勇者と賢者がダンディイケメンを指差して同時に叫びました。何せ、彼が左手で粗大ごみか何かのように引きずっている変なのこそ、二人が倒すべき魔王マスクロだったからです。

ダンディイケメンはちょっとの間考える素振りを見せると、びしっと二人を指差し返して、


「フハハハハ!勇者に賢者よ!城で待っているぞ!」


そう言った後背を向けて走り始めました。途中で立ててある看板に変わらぬ正確さの文字で文章を素早く書き込みながら。ダサい黒マスクの変なのを引きずりながら。
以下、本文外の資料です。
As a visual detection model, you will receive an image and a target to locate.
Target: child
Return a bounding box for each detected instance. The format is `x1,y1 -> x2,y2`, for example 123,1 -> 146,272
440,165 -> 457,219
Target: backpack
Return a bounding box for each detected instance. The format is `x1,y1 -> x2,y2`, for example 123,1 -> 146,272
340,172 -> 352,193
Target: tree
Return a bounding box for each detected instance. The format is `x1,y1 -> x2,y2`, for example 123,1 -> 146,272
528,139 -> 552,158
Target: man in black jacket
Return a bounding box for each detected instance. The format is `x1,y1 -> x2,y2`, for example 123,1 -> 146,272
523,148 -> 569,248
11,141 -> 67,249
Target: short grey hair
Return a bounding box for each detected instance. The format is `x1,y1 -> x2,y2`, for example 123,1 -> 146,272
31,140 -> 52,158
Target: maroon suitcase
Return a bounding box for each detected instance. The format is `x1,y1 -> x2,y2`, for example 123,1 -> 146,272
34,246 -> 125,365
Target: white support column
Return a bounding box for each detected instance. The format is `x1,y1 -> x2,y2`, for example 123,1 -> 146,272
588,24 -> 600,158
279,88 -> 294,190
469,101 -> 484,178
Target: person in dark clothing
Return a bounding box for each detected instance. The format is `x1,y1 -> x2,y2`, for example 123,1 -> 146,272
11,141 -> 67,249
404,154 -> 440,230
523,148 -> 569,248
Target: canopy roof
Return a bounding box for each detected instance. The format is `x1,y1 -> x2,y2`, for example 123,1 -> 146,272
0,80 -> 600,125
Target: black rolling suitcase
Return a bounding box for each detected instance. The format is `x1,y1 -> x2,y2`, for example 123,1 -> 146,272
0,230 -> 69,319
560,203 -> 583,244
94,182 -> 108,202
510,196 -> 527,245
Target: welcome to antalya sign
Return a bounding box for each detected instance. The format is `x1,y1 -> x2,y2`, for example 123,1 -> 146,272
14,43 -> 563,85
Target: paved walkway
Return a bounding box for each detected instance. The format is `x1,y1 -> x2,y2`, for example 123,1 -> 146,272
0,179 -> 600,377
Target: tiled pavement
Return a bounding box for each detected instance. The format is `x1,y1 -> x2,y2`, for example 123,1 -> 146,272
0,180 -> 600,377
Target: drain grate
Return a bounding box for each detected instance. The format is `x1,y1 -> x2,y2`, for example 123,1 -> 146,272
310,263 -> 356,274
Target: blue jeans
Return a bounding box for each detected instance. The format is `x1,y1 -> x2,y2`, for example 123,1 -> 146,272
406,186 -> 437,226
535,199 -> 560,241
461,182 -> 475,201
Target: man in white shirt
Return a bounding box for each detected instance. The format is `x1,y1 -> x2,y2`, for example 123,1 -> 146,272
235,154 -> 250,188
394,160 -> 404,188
しばし呆然としていた二人でしたが、すぐに我にかえりました。


「………はっ!は、早く追いかけないと、ラークさん!」


「まあ待て」


「ふぇ?」


「この看板全部読みながら行こう。面白いから」


「えぇ……」




一方ラスボス城。


「あ、お帰りなさいませご主人さ……何ですかそれ」


「ちょっと魔王捕まえてきた」


そう言ってラスボスがゴミのようにずべっと床に放り投げたのは魔王マスクロでした。扱いが酷いですがこれでも一応一人で一国を滅ぼせるくらいには強いです。一応。こう見えても。今はこんな有様でも。変なダサい格好してても。


「は、はあ…それをいったいどうするんですか?」


「まあとりあえず」


そう言ってラスボスはマスクロに回復魔法をかけました。

たちまち彼は目を覚ましました。


「はっ!こ、ここは…」


マスクロはキョロキョロと辺りを見回し、自分を見ているラスボスを見つけました。


「ああぁっ!!お、お前は」


「うるさい」


バキッ


「ひでぶっ!」


ラスボスは怒りとか恐怖とか色々入りまじった混乱の極みで指を差して大声で喋り出したマスクロの額をチョップして気絶させました。何か折れるような音がして額が陥没しましたが、仮にも魔王なのでたぶん大丈夫でしょう。生きてはいるし。


「それで、後は」


シュウゥゥー


そう言って今度は体を霧状に変え、マスクロの全身を覆いつくしました。


「ご主人様!?」


シュウゥゥ…


「よっと」


霧が消えると、先程までのびていたマスクロが立ちあがりました。


「え!?あ、え!?」


驚くネモフィラさんを尻目に、マスクロは確かめるように手や足を動かしました。


「よし、問題ないな」


「…ひょっとして、ご主人様…ですか?」


「うん?ああ、そうだが」


マスクロはそう言うと四つん這いになり、その背中からぬうっとラスボスの上半身が生えてきました。


「ほらこの通り」


「!?」


ショッキングな光景に固まるネモフィラさんの前を、ラスボスはそのままの姿で歩き回りました。その姿はまるでケンタウロスのようです。元々ダサい格好してて微妙だったのに今やただの足と化したマスクロにはもはや魔王としての威厳もへったくれもありません。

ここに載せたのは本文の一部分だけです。